Friday, August 22, 2014

memcached MATLAB

Introduction

memcached is great for sending objects from process to process. I was able to use memcached to set and retrieve objects from two different instances of MATLAB. Here I used both Java and .NET libraries.

Downloads

I compiled Windows binaries of memcached-client libraries for both the Java and .NET using Java-1.7 and Visual Studio 2010 and zipped them up here.

The memcached server was compiled by Trond Norbye from Couchbase (previously Membase previously Northscale) for  32-bit and 64-bit Windows OS. See below how to run it as a service using the Python PyWin32 package.

.NET

Details

Memcached server version 1.4.5 patched for 64-bit Windows by Trond Norbye from Couchbase (previously Membase previously Northscale).
Memcached .NET client: Memcached.ClientLibrary port of com.meetup.memcached from sourceforge.

Build

Microsoft Visual Studio 2010 C# - Release/AnyCPU configuration. Since the original project files were for MSVC-8, MSVC-10 started an conversion wizard that first backed up the previous project files and then created a new MSVC-10 project files including a new solution file. Then I only build the clientlib_2.0 project from the MSVC-10 IDE GUI using build from the menu, and voila a new dll.

Usage

  1. Start memcached server
  2. C:\> C:\path\to\memcached.exe -vv
    
  3. Do this on both MATLAB instances
  4. >> asm = NET.addAssembly('C:\full\path\to\Memcached.ClientLibrary.dll')
    >> pool = Memcached.ClientLibrary.SockIOPool.GetInstance()
    >> pool.SetServers({'127.0.0.1:11211'})
    >> pool.Initialize
    >> mc = Memcached.ClientLibrary.MemcachedClient()
    
  5. MATLAB instance #1
  6. >> mc.Set('name','mark')
        1
    
  7. MATLAB instance #2
  8. >> mc.Get('name')
    mark
    

Java

MATLAB and memcached also works perfectly with the original meetup.com Java version that the .NET version was ported from.

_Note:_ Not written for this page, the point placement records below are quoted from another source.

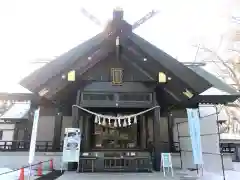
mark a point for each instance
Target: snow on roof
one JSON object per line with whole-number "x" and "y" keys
{"x": 17, "y": 111}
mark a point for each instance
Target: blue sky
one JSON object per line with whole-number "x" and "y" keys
{"x": 42, "y": 29}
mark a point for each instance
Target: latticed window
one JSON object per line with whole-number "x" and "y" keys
{"x": 135, "y": 97}
{"x": 117, "y": 76}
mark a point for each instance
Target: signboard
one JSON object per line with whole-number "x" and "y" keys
{"x": 71, "y": 146}
{"x": 33, "y": 136}
{"x": 194, "y": 131}
{"x": 166, "y": 162}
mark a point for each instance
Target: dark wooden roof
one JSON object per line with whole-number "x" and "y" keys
{"x": 133, "y": 49}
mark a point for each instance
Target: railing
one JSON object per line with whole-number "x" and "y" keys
{"x": 47, "y": 146}
{"x": 36, "y": 170}
{"x": 41, "y": 146}
{"x": 227, "y": 148}
{"x": 122, "y": 164}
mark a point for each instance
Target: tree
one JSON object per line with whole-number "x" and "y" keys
{"x": 224, "y": 62}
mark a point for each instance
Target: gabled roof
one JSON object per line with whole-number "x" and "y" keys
{"x": 17, "y": 111}
{"x": 216, "y": 82}
{"x": 61, "y": 63}
{"x": 49, "y": 77}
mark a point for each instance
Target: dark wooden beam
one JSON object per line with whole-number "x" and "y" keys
{"x": 57, "y": 129}
{"x": 57, "y": 83}
{"x": 156, "y": 134}
{"x": 197, "y": 83}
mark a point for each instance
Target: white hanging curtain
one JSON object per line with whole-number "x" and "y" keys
{"x": 119, "y": 121}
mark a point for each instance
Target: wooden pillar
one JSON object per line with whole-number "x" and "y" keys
{"x": 170, "y": 132}
{"x": 57, "y": 130}
{"x": 28, "y": 128}
{"x": 156, "y": 134}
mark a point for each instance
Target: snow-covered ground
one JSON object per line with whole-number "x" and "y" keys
{"x": 15, "y": 174}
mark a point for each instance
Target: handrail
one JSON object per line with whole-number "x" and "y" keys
{"x": 21, "y": 145}
{"x": 25, "y": 167}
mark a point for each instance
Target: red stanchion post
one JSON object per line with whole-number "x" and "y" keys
{"x": 21, "y": 176}
{"x": 51, "y": 165}
{"x": 40, "y": 169}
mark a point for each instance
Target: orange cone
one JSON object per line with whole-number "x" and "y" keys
{"x": 51, "y": 165}
{"x": 21, "y": 176}
{"x": 40, "y": 169}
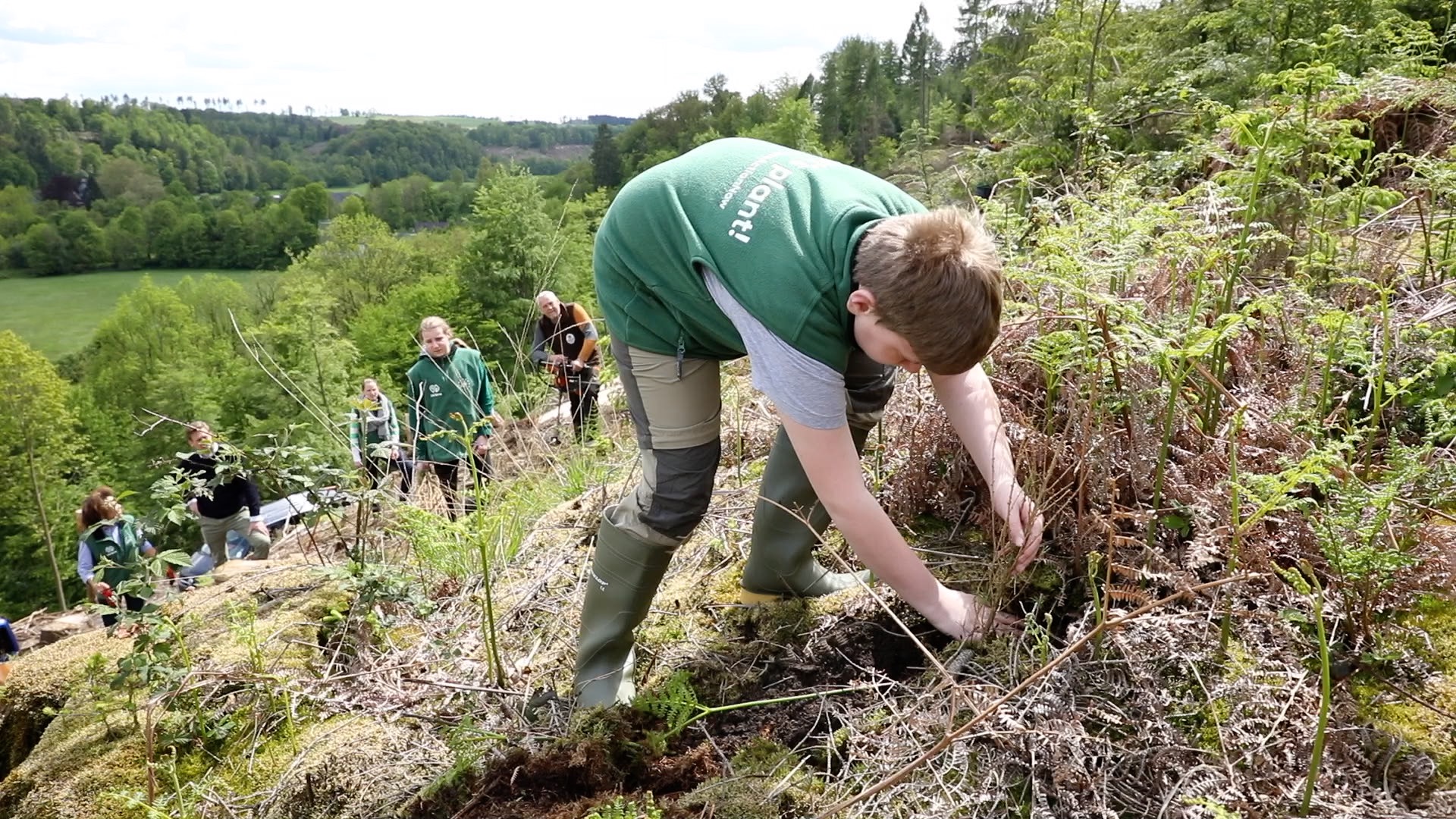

The commands are exactly the same, but the Apache logger is not cleaned up for the non-bench/test sources (with isErrorEnabled(), etc. see jlog4 documentaion), so you always get this error message:
log4j:WARN No appenders could be found for logger (com.meetup.memcached.SockIOPool).
log4j:WARN Please initialize the log4j system properly.
Because there are log calls in the MemcachedClient and SockIOPool files that never have BasicConfiguration.configure() or set any jlog4. like the appender hence the error. Of course they never meant for log messages to be displayed when deployed, so wrapping with isErrorEnabled() like the .NET version does would be better.

Source:

com.meetup.memcached (github\gwhalin\Memcached-Java-Client)

Build:

You should build it yourself from its Github source. The jar from the Maven repository didn't work (attempting to start the sock IO pool raised several Java errors due to missing includes), and differs a bit from the GitHub repo.
$ /c/Program\ Files/Java/jdk1.7.0_55/bin/javac.exe -verbose -classpath ../lib/log4j.jar -sourcepath com/meetup/memcached/ -source 1.6 -target 1.6 -d ../bin/ com/meetup/memcached/*.java
$ /c/Program\ Files/Java/jdk1.7.0_55/bin/jar.exe -cvf MeetupMemcached.jar com/
Usage (1st start memcached server, then start sock IO pools and memcached clients on both matlab instances):
>> javaaddpath('C:\full\path\to\MeetupMemcached.jar')
>> pool = com.meetup.memcached.SockIOPool.getInstance()
>> pool.setServers({'127.0.0.1:11211'})
>> pool.initialize
>> mc = com.meetup.memcached.MemcachedClient
>> mc.set('name','mark') % on 1st instance/process
    1
>> mc.get('name') % on 2nd instance/process
mark

Other clients

  • xmemcached - Github:killme2008, Google Code project and Maven repo
  • The Xmemcached client works well. It is the most recently updated. There are jar files on the releases page of the GitHub repo. Here is an example from the 2.0.0 release from this April. The example is from the google.code wiki User Guide in English.
    >> javaaddpath('C:\full\path\to\xmemcached-2.0.0.jar')
    >> addr = net.rubyeye.xmemcached.utils.AddrUtil.getAddresses('localhost:11211')
    addr =
    [localhost/127.0.0.1:11211]
    >> builder = net.rubyeye.xmemcached.XMemcachedClientBuilder(addr)
    builder =
    net.rubyeye.xmemcached.XMemcachedClientBuilder@7ef6a26
    >> mc = builder.build()
    log4j:WARN No appenders could be found for logger (net.rubyeye.xmemcached.XMemcachedClient).
    log4j:WARN Please initialize the log4j system properly. 
    mc = 
    net.rubyeye.xmemcached.XMemcachedClient@275e6ce5
    >> mc.set('name',0,'mark')
    ans =
         1
    >> mc.get('name')
    ans =
    mark
    
  • Enyim - NuGet and Github:enyim
  • I couldn't get this assembly to load as built, I always got an "Strong Name Validation Failed" error, perhaps because I am on a 64-bit machine, but using MSVC express.
  • spymemcached - Github:dustin, Google Code project and Maven repo
  • I also couldn't get this to work. Even though I could make an array of Java socket objects using InetSocket the connection was always refused even though the memcached server was operating on the specified port.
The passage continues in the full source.